Life, Art, and Contrarywise

(I wrote this on Friday, but wasn’t able to post it until today–AK)

I finished reading Jude Deveraux‘s Heartwishes this afternoon. It was the very definition of a treat. Jude Deveraux is one of my favorite authors of all time, and when I saw her book on the New Arrivals table, I snapped it up. Her Knight in Shining Armor is pretty much the reason I fell in love with the romance genre (apart from those fairy tales I happen to adore so much). In the middle of crazy weather, stressful bosses, and a packed schedule (and since I’m ahead on my IGMS book reviews) Heartwishes was the perfect escape.

Almost like I’d wished for it.

My best friend Casey and I loved Jude’s books. LOVED them. We bought them all and read them multiple times. Her characters were just so incredibly brazen and loveable and her dialogue was so real and alive. We wanted to write just like her, and made several failed attempts at our own [horrible] romantic stories. We would discuss at length whether our perfect man was an aristocratic Montgomery or a down-to-earth Taggert.
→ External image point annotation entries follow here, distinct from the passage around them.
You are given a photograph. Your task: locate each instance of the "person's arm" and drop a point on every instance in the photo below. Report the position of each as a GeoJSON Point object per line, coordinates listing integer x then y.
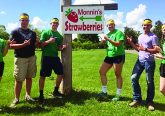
{"type": "Point", "coordinates": [118, 43]}
{"type": "Point", "coordinates": [62, 47]}
{"type": "Point", "coordinates": [135, 46]}
{"type": "Point", "coordinates": [45, 43]}
{"type": "Point", "coordinates": [37, 43]}
{"type": "Point", "coordinates": [159, 55]}
{"type": "Point", "coordinates": [13, 44]}
{"type": "Point", "coordinates": [152, 50]}
{"type": "Point", "coordinates": [5, 50]}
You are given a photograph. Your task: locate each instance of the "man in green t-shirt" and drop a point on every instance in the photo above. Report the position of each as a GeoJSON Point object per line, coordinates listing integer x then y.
{"type": "Point", "coordinates": [51, 41]}
{"type": "Point", "coordinates": [115, 58]}
{"type": "Point", "coordinates": [3, 51]}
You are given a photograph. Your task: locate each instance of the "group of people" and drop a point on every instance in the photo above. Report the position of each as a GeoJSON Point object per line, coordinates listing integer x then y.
{"type": "Point", "coordinates": [148, 47]}
{"type": "Point", "coordinates": [24, 41]}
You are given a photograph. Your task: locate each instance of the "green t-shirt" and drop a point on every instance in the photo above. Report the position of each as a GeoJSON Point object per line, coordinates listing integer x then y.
{"type": "Point", "coordinates": [52, 48]}
{"type": "Point", "coordinates": [112, 50]}
{"type": "Point", "coordinates": [2, 45]}
{"type": "Point", "coordinates": [163, 61]}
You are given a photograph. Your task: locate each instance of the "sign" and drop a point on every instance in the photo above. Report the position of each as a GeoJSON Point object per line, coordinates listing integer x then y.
{"type": "Point", "coordinates": [83, 20]}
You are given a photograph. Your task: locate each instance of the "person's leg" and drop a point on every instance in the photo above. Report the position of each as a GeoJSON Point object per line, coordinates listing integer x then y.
{"type": "Point", "coordinates": [57, 83]}
{"type": "Point", "coordinates": [103, 71]}
{"type": "Point", "coordinates": [20, 71]}
{"type": "Point", "coordinates": [150, 68]}
{"type": "Point", "coordinates": [58, 69]}
{"type": "Point", "coordinates": [17, 89]}
{"type": "Point", "coordinates": [162, 78]}
{"type": "Point", "coordinates": [1, 69]}
{"type": "Point", "coordinates": [45, 71]}
{"type": "Point", "coordinates": [137, 70]}
{"type": "Point", "coordinates": [28, 84]}
{"type": "Point", "coordinates": [162, 85]}
{"type": "Point", "coordinates": [119, 81]}
{"type": "Point", "coordinates": [31, 73]}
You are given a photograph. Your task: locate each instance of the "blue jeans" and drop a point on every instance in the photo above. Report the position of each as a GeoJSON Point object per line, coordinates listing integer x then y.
{"type": "Point", "coordinates": [149, 67]}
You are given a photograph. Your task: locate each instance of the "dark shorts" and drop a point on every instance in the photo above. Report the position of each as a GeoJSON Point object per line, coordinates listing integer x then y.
{"type": "Point", "coordinates": [1, 68]}
{"type": "Point", "coordinates": [162, 70]}
{"type": "Point", "coordinates": [115, 60]}
{"type": "Point", "coordinates": [50, 63]}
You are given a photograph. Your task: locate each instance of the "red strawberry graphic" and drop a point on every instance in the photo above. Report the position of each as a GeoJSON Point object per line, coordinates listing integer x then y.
{"type": "Point", "coordinates": [71, 15]}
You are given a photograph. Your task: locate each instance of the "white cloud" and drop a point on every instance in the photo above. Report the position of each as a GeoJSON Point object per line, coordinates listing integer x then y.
{"type": "Point", "coordinates": [135, 17]}
{"type": "Point", "coordinates": [93, 1]}
{"type": "Point", "coordinates": [118, 18]}
{"type": "Point", "coordinates": [2, 13]}
{"type": "Point", "coordinates": [38, 23]}
{"type": "Point", "coordinates": [11, 26]}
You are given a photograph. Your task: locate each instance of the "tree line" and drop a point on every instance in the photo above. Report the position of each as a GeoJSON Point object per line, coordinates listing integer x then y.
{"type": "Point", "coordinates": [93, 41]}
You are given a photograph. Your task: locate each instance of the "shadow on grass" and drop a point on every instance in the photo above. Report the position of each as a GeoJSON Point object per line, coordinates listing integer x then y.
{"type": "Point", "coordinates": [160, 106]}
{"type": "Point", "coordinates": [77, 97]}
{"type": "Point", "coordinates": [23, 110]}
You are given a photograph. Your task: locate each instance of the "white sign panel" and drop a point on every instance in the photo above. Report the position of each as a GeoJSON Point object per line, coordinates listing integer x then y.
{"type": "Point", "coordinates": [83, 20]}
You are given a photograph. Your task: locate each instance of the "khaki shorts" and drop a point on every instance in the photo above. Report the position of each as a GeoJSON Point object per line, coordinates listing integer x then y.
{"type": "Point", "coordinates": [25, 68]}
Casey was definitely of the brawny Taggert persuasion. I was a brainy Montgomery girl, no question about it.

Many diehard Jude Deveraux fans began to be disappointed not long after Knight in Shining Armor was released, as she began to stray further and further from her beloved Montgomery family. I stuck like glue to her books, bought all the short story anthologies, and then in 2003 I threw Holly against the wall. I was disappointed with The Summerhouse. The Endenton Series had potential, but still fell flat. I honestly began to wonder if someone else was writing her books.

It wasn’t until late 2009, when I picked up Lavender Morning and Days of Gold that I began to consider Jude’s return to her heyday. The books center around a place called Edilean, a small town just outside Williamsburg, Virginia. With a new origin story came new families, including that of the famous Edilean after whom the town was named. As before, Jude has all of time to play with. There is the settling of Edilean, and how that all came about. There is the ancestor who dressed as a boy and trekked through Key West as artistic companion to a naturalist. And there are the modern day families–the Fraziers and the Shaws and the Harcourts–about whom there have already been a great many adventures. Jude’s reader is treated once again to true love across time and, best of all, her fabulous snappy dialogue and crazy-stunt-pulling characters are as loveable as ever.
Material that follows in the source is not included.